Dr Shawn Qu, chairman and chief executive of Canadian Solar on government cuts to the feed-in-tariffs
The solar industry experienced a tumultuous end to 2011 with the announcement of government cuts to the feed-in tariffs. Many have been concerned that the premature reduction in incentives would severely hinder the young industry’s growth and potentially cause serious knock-on effects. However, we at Canadian Solar really don’t believe this is the case.
Although the cuts were much more dramatic than anyone had thought, they weren’t unexpected. Over the past couple of years, the solar industry has experienced a phenomenal rate of growth and its popularity can clearly be seen in the uproar generated by the tariff cuts. However, this type of growth was never going to be sustainable and some contraction of the market was to be expected. Unfortunately, the government failed to foresee the huge public demand when it first set the tariff and this disconnect is the lead cause of the current situation.
It is also important to remember that although the feed in tariffs were the primary subsidy from the government, it is not the only subsidy available to the industry. There is also the government’s renewable heat incentive (RHI), a £860 million scheme launched last year to provide a financial incentive for industry and businesses. It aims to invest in low-carbon heating systems like heat pumps, biomass boilers or solar thermal panels, which like the feed-in tariffs will provide cash back to individuals.
In terms of how it handles the current situation, the next steps for the UK solar industry will be critical to ensure that the industry continues to develop, and avoids unsustainable short-term solutions. The market’s reaction so far has been to lower the price of solar modules to make up for the shortfall in tariffs. While the strategy has seen an initial sharp increase in orders, some companies have found themselves unable to match supply with demand. Such measures are not helpful at a time when the industry needs to do whatever it can to convince customers to invest in solar energy and nurture organic growth in the industry.
Companies also need to think about possible service issues which may result from their quick decisions. It is all very well to decrease the cost of products but this will result in the need to cut back elsewhere in the business. Within the industry this is being predominantly seen among tier two and three companies, as they are able to cut back due to lower overheads. Canadian Solar’s strategy is focused on providing more ground support for customers opposed to cutting back. Companies who have not bought into the price wars will be more stable and able to move forward, thus able to invest in people, offices and R&D – something that would be difficult with reduced profit margins.
The good news for the industry is that despite the outcome of the cuts, the price of solar remains affordable and continues to offer a high return on investment. Driven by advances in technology and increases in manufacturing scale and sophistication, the cost of photovoltaics has declined steadily since the first solar cells were manufactured. The reduced cost of solar will help balance the loss in subsidies. This combined with increased efficiency means that solar energy will continue to be an attractive alternative solution.
While the debate continues, for Canadian Solar we see the coming year as an opportunity to focus on our commercial solar projects. Commercial developments are where Canadian Solar sees the most potential in the UK market and are a real area of demand and growth for 2012. We have already witnessed the increase in this demand during 2011 when we completed a major commercial project working with EPC project supplier Isolux Corsán, to build the UK’s three largest photovoltaic solar power plants. Under the €40 million project, three new 5 MW solar power plants were built in Langford, Churchtown and Manor based in Cornwall, for a total of 15 MW installed capacity.

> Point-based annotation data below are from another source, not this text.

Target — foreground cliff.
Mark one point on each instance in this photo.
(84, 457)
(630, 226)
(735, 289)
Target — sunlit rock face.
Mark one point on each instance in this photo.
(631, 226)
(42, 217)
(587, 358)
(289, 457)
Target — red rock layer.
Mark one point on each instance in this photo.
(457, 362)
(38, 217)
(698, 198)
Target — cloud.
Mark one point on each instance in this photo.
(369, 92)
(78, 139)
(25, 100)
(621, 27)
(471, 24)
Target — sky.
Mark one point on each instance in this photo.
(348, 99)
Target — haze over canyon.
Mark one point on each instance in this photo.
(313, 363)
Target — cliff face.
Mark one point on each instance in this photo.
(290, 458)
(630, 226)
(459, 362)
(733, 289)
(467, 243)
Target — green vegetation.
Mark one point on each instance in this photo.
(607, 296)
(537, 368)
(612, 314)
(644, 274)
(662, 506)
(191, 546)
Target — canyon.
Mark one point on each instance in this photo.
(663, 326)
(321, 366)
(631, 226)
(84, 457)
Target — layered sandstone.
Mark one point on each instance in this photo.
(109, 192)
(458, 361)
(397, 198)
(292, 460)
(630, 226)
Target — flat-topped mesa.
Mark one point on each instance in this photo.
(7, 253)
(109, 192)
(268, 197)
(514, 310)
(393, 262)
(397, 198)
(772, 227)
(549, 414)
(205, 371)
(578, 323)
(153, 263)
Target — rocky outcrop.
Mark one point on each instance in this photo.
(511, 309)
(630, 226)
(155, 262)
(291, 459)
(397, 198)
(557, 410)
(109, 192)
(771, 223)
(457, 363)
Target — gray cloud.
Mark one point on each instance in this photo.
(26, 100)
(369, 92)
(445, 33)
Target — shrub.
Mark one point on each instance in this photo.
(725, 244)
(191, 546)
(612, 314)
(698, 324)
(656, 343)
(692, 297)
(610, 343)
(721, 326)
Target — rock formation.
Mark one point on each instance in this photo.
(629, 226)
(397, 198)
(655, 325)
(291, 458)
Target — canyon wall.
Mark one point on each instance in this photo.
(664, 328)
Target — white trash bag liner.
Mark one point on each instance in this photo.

The public sector will also be an interesting market segment to watch in 2012, as we see the emerging trend for major residential installation projects across local government and council owned and managed housing portfolios.
Now the tariff deadline has been postponed, the pressure may be temporarily off however the revised March deadline is not too far away. We would argue that the industry has less to worry about than commentators presume. The industry was always going to have to learn to stand on its own feet, independent from Government support. However, abrupt political change and minimal industry consultation do little to ensure that the industry is given the best possible chance. Provided that we keep the lines of communication open we still expect that in the next 10 years solar energy will make a reasonable percentage of the UK’s utility infrastructure. We anticipate the future to be bright for the solar industry.